Technical Interest Group (TIG) on autocatalytic sets
The COBRA Technical Interest Group (TIG) on autocatalytic sets (ACSs) will be hosted at ECLT from Nov 18 to 28, 2013 and it will focus on some key technical aspects concerning both the emergence and the identification of ACSs in catalytic reaction networks.
Autocatalytic sets, broadly defined as sets of molecules where the formation of each molecule is catalyzed by another molecule of the set, seem to have played an important role in the processes that led to the origin of life. Furthermore, they also perform very important tasks in the current cell architecture; hence, exploiting the properties of these bio-chemical structures could lead to the creation of new living technologies.
An important aspect of the ACSs concerns their spontaneous emergence. Although their appearance has been shown in several theoretical models, it is very difficult to reproduce their emergence in wet laboratories.
The TIG will consist of an intensive two-weeks study period aimed at understanding in depth the behaviour of these theoretical models, on the basis of extensive previous work at ECLT and Lausanne. The main topics that will be addressed are:
- The role of the ACSs in bio-chemical network dynamics
- The network structures favoring the formation of such kind of dynamical and topological structures
- The algorithms devoted to the identification of ACSs.
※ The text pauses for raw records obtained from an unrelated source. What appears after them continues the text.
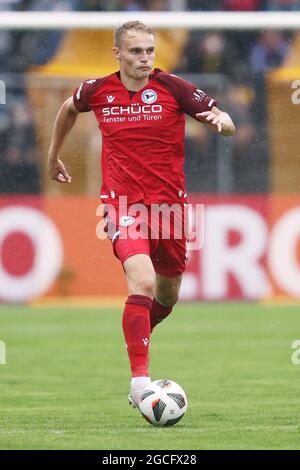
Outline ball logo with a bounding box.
[142,90,157,104]
[120,215,135,227]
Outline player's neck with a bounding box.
[120,72,149,91]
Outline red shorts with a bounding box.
[104,204,188,277]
In this period ECLT will host dr. Wim Hordijk, a well-known researcher in autocatalytic sets, as well as the interested COBRA partners, for working with Alessandro Filisetti and other post-docs of ECLT, with prof. Irene Poli and with proff. Roberto Serra and Marco Villani from Modena University.
Alessandro Filisetti holds a PhD in “Multiscale Modeling, Computational Simulation and Characterization in Material and Life Sciences” obtained at the University of Modena and Reggio Emilia, in 2011. His research interests concern the analysis and the characterization of self-organizing behaviors in both natural and artificial systems. Currently his research focuses on two distinct topics: protocell models and propagation of sustainable initiatives, innovations in general, in socio-economic energy systems.
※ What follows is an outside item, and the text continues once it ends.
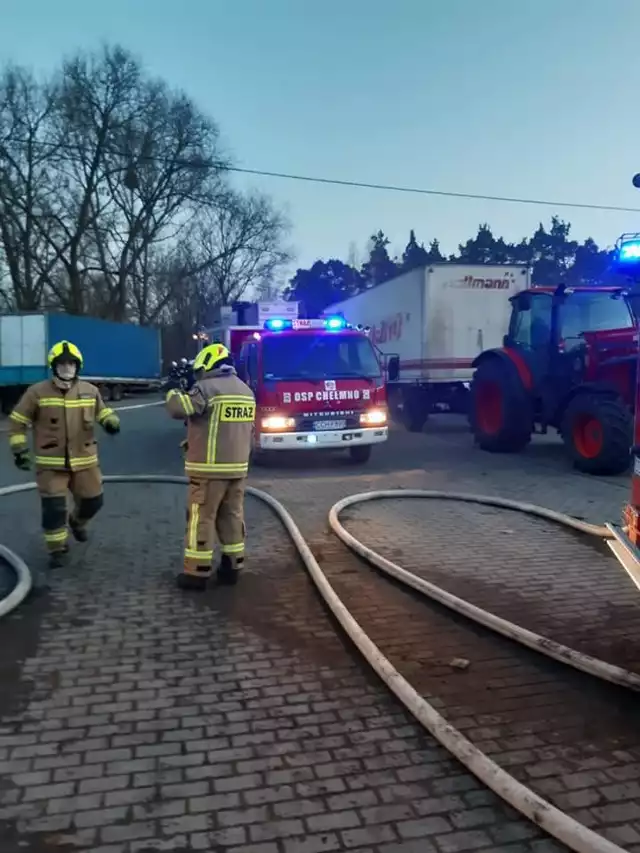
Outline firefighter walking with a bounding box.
[9,341,120,568]
[166,344,256,590]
Wim Hordijk is a well-known researcher in complex systems. In particular, in the last years he has worked on autocatalytic reaction sets with Mike Steel and they have published an extremely interesting series of papers. In the beginning, they developed a method to identify such sets, later they deepened the conceptual aspects, developing the notion of RAF sets (reflexive autocatalytic sets).
Irene Poli is Professor of Statistics at the Ca' Foscari University of Venice and Director of the European Centre for Living Technology. She leads a research group on Statistical Design of Experiments and Data Analysis for combinatorially complex high dimensional problems, developing a new approach to design and modelling based on the concept of evolution.
Roberto Serra since 2004 is full professor of computer science and engineering at the University of Modena and Reggio Emilia. His main focus areas include: modelling genetic regulatory networks, modelling the dynamics of populations of protocells, modelling cascades of innovations in social systems.
Marco Villani is researcher and professor in Engineering and Computer Science at the University of Modena and Reggio Emilia. Hewas and is involved in several Italian and European projects, applying complex systems concepts in areas that require strong interdisciplinary interactions.